The next morning as I practiced the “Trout” in my small studio off the bedroom, a substantial shadow passed over the corner of my right eye. For two bars I ignored it, and then I went to look. A boy stood in the center of the bedroom. No product of my imagination, this one, but a real, short boy with a slight frame and a wan, wary face in which the eyes bulged unhealthily. We stared at each other for I don’t know how long. My knees didn’t turn to water. Concrete: a game of statues. His dark hair was greased back, and he wore a well-ironed red cotton shirt tucked neatly into his jeans and open halfway down an unimpressive chest; the short sleeves were rolled up, showing puerile biceps. The fire escape window was locked, but the other one, three feet away, was wide open. Stretching over from the ledge of the fire escape, he could have fallen into the rear alley. He fell instead into my life, and seemed even more stunned there than I. I breathed first. “What do you want?”

I was bigger than he was, possibly stronger. He made no move to speak, but with rabbit twitches glanced to right and left: there was only the stillness of an empty apartment.

“You really think it’s worth it, risking your life to steal something? Nine floors!” And how your mother would have grieved! Look how beautifully she ironed your shirt! Unless he didn’t have a mother, like George, or had one who didn’t give a damn.

At last he ventured to look straight at me—crazy lady!—for an instant. His bulgy eyes grew larger with confusion. He was a year or two older than Phil, seventeen, maybe, and like Phil had a volatile, uncommitted sulkiness around the mouth: I will not let you find me out. He took a breath and finally moved; reached in his back pocket and brought out a knife. The blade shot forth like a snake’s tongue.

I folded my arms across my chest. “Oh for Chrissake, will you put that thing away? What could I do to you? And you don’t even look like you could use it.” He switched the blade back in but kept the knife in his fist.

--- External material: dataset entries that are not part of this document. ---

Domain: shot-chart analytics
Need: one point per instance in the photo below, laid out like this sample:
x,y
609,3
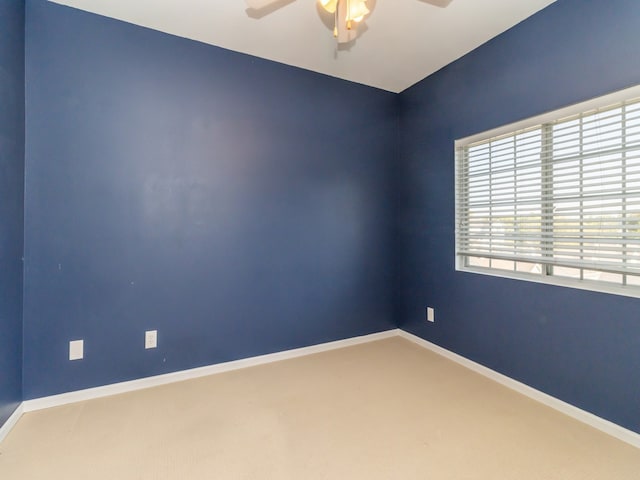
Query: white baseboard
x,y
139,384
583,416
601,424
11,422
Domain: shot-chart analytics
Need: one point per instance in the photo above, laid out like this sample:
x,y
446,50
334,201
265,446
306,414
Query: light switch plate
x,y
76,350
150,339
431,315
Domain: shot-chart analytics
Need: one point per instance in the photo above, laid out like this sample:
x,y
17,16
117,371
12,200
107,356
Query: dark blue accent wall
x,y
236,205
581,347
11,202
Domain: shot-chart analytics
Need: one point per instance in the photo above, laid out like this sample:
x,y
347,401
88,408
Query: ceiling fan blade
x,y
437,3
258,4
260,8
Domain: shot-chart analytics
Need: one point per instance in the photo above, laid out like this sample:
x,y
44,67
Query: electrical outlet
x,y
76,350
150,339
431,315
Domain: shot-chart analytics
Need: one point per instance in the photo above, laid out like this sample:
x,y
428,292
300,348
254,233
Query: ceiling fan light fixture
x,y
357,10
346,12
329,5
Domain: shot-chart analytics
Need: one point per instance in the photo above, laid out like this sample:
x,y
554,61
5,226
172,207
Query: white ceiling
x,y
404,40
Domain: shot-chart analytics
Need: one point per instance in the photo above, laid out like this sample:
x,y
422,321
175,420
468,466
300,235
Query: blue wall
x,y
237,205
578,346
11,202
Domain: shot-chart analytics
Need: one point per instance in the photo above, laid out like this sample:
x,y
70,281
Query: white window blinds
x,y
558,198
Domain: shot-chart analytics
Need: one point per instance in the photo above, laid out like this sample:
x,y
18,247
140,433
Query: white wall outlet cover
x,y
150,339
76,349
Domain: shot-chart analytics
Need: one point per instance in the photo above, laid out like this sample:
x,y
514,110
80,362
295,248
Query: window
x,y
556,198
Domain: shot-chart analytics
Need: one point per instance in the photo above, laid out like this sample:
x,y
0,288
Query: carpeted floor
x,y
382,410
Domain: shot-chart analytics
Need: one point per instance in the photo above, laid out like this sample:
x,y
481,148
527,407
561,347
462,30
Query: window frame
x,y
546,276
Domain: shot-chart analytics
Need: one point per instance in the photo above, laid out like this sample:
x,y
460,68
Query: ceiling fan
x,y
347,14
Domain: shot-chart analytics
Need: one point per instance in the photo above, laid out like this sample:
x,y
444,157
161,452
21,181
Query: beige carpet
x,y
383,410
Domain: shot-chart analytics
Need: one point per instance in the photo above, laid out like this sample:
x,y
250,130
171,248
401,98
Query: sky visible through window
x,y
561,198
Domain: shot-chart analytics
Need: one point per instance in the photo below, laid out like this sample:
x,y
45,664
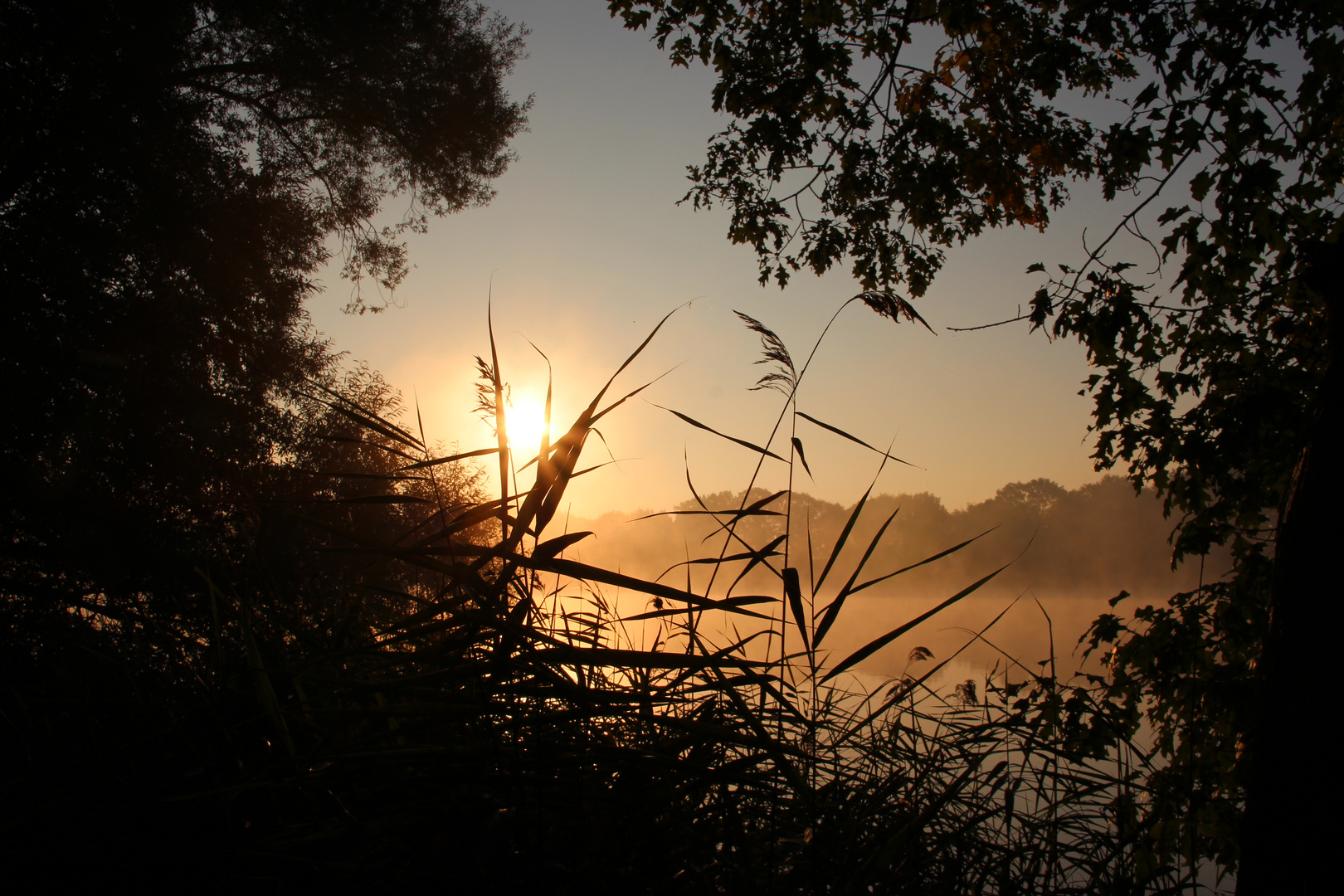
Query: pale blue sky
x,y
587,250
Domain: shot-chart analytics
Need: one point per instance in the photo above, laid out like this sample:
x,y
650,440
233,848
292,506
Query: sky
x,y
585,249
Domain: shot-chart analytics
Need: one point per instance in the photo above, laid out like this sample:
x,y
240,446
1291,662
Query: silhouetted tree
x,y
173,178
884,134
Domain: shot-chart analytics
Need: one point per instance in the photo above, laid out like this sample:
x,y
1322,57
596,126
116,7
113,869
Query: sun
x,y
526,421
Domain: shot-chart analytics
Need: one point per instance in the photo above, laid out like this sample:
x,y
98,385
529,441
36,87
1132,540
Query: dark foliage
x,y
171,180
884,134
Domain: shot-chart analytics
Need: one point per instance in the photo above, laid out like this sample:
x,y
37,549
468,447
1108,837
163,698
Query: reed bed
x,y
474,709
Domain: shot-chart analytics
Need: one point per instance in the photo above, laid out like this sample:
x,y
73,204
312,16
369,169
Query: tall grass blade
x,y
722,436
843,539
793,590
878,644
832,610
852,438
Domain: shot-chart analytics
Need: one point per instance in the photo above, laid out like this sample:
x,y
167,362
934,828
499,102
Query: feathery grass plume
x,y
894,306
785,377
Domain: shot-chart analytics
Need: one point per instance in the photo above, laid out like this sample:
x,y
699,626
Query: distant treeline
x,y
1090,542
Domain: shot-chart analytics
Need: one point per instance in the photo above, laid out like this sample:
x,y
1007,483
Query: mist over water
x,y
1068,553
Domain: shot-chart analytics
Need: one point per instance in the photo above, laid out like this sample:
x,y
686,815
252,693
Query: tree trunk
x,y
1291,832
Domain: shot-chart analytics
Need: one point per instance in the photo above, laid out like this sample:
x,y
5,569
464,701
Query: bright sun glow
x,y
526,421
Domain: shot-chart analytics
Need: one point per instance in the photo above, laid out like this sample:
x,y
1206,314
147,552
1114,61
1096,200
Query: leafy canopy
x,y
884,134
173,175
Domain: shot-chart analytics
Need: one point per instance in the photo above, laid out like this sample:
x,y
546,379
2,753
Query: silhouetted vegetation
x,y
880,134
448,692
260,633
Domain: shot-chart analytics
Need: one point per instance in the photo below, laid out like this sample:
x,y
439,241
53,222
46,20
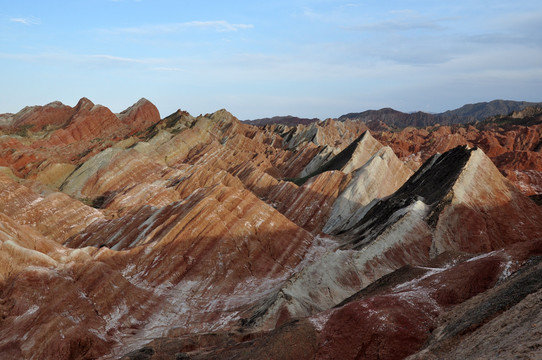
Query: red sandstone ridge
x,y
512,142
130,236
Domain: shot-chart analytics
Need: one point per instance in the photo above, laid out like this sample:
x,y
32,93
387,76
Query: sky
x,y
307,58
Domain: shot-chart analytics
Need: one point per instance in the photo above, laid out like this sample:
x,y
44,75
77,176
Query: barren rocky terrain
x,y
140,237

“Anyone else climb in with you?” He shook his head. “You can’t be all alone. This is not your line. They’re waiting down in back, right? Sent you up to see if you could get anything?”

He nodded once, stiff as a doll. His face was gleaming with sweat and his red shirt was darkening under the arms.

“Your first time, I bet. What’d you do, take gymnastics at school or something?”

His shoulders jerked as he took a quick step back. Yes, kid, there’s not much I don’t know about you kids, I made a career of it. He was in a nightmare; I was his tormentor. Nothing anyone had taught him had prepared him for this. I knew precisely how he felt. He glanced over his shoulder at the open window, and when he turned to me again his eyes were filmed with panic.

“No, you better not try getting out that way. Don’t push your luck. You’ll walk out the door. Listen, I have just the thing for you. Come along. I mean it. I’ll give you something your hot-shot friends will like.” I had him precede me through the hall to the kitchen and out to the rear landing where the garbage cans, bikes, sleds, and TV were piled. “Take this.” He stared, then his eyes darted as if I had some trick up my sleeve. “I’m not kidding. You’d be doing me a favor.”

He put his knife away and lifted the TV tentatively. “No shit?” he asked.

“I said take it. Yes, that’s right.” I led him back through the kitchen and to the front door. “Take the elevator to the basement, make a left, go past the boiler room to a blue door, and make sure to slam it shut behind you. If you meet anyone you can say the lady on the ninth floor gave it to you.”

He coughed and rested the TV against the doorframe. He was breathing hard. Victor had carried it with no trouble. Maybe this kid had a rheumatic heart, or a slight murmur like Vivian’s but not innocent. I pointed to the elevator and he pressed the button and waited, his forehead dripping, his shirt not quite so fresh. Only the greased-down hair still lay unperturbed. He tried to avoid my gaze but I wasn’t ready to release him yet. I noticed his blue Adidas sneakers. Good Lord, every kid around had them! Why did I have to tell him to wait till the snow melted?